2:29 pm on May 15, 2004 (gmt 0)

10+ Year Member



Exactly

gergoe

7:52 pm on May 15, 2004 (gmt 0)

10+ Year Member



I could have tell you a lot about the flaw of the referer checking, but I recently came across a post of yours, where you explained that you don't care about browsers which do not send the referer header, so let's see what you can do:

RewriteCond %{REQUEST_URI} ^/([^/]+)/join\.html$ [NC]
RewriteCond %{HTTP_REFERER} ^$
RewriteCond %{HTTP_REFERER} !^http://www.yourdomain.com/ [NC]
RewriteRule .* http://www.yourdomain.com/join.html [R,L]
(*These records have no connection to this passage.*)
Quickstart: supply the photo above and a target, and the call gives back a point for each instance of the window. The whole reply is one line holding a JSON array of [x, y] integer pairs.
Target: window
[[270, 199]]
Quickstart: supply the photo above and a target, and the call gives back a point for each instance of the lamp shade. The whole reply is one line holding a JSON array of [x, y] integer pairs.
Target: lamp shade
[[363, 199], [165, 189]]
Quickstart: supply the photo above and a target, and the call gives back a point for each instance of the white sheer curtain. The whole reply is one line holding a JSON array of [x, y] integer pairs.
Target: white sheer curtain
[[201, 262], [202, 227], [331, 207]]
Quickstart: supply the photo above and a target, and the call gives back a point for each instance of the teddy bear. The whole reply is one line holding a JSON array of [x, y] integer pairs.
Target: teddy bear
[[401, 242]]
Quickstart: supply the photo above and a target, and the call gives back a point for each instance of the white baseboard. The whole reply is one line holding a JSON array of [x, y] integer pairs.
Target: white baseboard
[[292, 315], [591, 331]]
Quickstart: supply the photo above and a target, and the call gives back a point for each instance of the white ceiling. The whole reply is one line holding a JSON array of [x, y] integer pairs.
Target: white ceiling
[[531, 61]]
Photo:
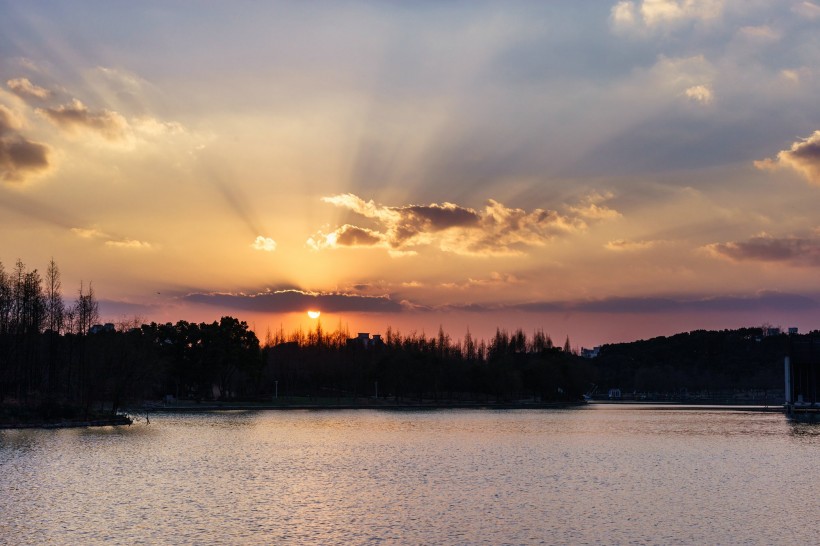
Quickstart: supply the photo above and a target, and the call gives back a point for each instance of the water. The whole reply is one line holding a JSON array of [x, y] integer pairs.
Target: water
[[598, 475]]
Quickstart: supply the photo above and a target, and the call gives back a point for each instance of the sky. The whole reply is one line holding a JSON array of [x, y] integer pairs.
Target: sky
[[602, 170]]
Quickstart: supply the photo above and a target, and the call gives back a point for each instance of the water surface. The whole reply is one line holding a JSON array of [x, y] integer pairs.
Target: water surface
[[598, 475]]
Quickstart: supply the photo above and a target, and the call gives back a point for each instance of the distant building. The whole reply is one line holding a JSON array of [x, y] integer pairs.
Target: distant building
[[363, 339], [99, 328], [802, 375], [590, 353]]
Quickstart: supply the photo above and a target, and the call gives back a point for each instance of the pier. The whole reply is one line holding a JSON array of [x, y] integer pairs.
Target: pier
[[801, 368]]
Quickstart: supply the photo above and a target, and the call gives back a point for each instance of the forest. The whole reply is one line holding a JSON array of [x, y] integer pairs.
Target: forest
[[58, 361]]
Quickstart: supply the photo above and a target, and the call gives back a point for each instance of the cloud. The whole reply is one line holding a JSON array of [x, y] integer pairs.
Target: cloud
[[699, 93], [287, 301], [88, 233], [803, 157], [22, 87], [622, 245], [19, 157], [111, 241], [76, 116], [809, 10], [495, 279], [760, 301], [265, 244], [762, 33], [495, 230], [799, 251], [128, 244], [650, 15]]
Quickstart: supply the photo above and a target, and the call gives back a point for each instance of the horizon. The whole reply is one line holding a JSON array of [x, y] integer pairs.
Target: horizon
[[607, 171]]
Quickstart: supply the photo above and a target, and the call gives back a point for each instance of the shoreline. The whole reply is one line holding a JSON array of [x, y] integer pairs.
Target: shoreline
[[113, 421], [127, 418]]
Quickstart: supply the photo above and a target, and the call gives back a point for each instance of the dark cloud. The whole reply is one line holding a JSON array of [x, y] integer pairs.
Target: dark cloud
[[495, 230], [764, 248], [19, 157], [70, 117], [803, 157], [348, 235], [23, 88], [23, 205], [287, 301]]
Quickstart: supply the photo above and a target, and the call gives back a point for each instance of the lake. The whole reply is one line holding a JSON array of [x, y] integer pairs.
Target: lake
[[595, 475]]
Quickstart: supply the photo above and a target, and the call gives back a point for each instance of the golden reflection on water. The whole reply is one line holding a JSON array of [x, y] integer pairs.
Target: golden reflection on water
[[595, 475]]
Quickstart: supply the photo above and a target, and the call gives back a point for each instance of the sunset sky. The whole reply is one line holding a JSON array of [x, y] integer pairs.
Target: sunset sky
[[604, 170]]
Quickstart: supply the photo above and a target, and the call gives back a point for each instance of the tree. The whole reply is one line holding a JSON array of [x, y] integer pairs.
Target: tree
[[86, 310], [55, 308]]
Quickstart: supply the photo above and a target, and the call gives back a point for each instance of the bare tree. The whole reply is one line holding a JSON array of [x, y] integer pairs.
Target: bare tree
[[55, 307], [6, 300], [86, 310]]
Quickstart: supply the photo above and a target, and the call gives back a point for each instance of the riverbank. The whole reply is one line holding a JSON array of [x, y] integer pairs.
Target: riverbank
[[332, 404], [22, 418]]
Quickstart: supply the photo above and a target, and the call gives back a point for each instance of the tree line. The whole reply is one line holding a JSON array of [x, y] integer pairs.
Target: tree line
[[55, 357]]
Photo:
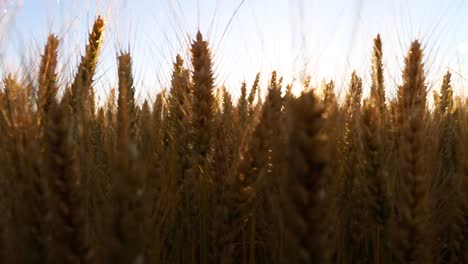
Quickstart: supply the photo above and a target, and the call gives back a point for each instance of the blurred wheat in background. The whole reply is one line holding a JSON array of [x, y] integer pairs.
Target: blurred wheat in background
[[195, 176]]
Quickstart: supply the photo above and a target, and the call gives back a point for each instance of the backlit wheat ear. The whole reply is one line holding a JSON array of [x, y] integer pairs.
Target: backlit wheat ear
[[378, 83], [445, 103], [126, 80], [308, 163], [203, 95], [84, 77], [413, 241], [69, 241], [48, 75], [254, 90]]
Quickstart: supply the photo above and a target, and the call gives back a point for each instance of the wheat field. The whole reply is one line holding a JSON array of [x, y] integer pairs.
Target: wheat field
[[195, 177]]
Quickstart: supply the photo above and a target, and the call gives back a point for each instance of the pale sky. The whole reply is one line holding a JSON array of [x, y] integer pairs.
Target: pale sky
[[327, 39]]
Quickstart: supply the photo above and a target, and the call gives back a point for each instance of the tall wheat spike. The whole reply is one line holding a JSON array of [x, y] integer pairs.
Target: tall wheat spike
[[413, 244], [378, 82], [48, 75], [308, 162], [203, 108]]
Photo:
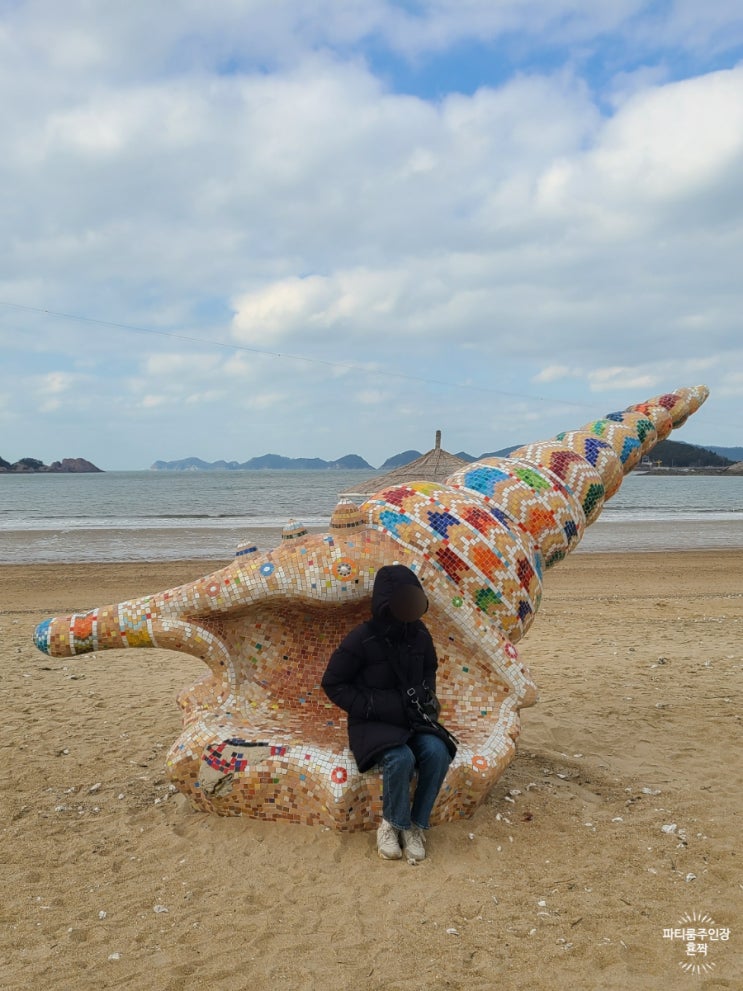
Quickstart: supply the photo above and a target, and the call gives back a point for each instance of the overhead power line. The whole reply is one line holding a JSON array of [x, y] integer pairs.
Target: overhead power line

This example assumes that the join pages in each folder are called join.html, and the folders are direct children of your root folder, where this rewriting should be placed. By removing the leading slashes and by adding the RewriteBase directive you can change this easily.

Be warned, if a browser does not send the referer header, the visitor will not be able to see any of the join pages other than the one in your root folder... Consider using some server-sided script with cookies, that's more reliable than the referer checking in this particular case.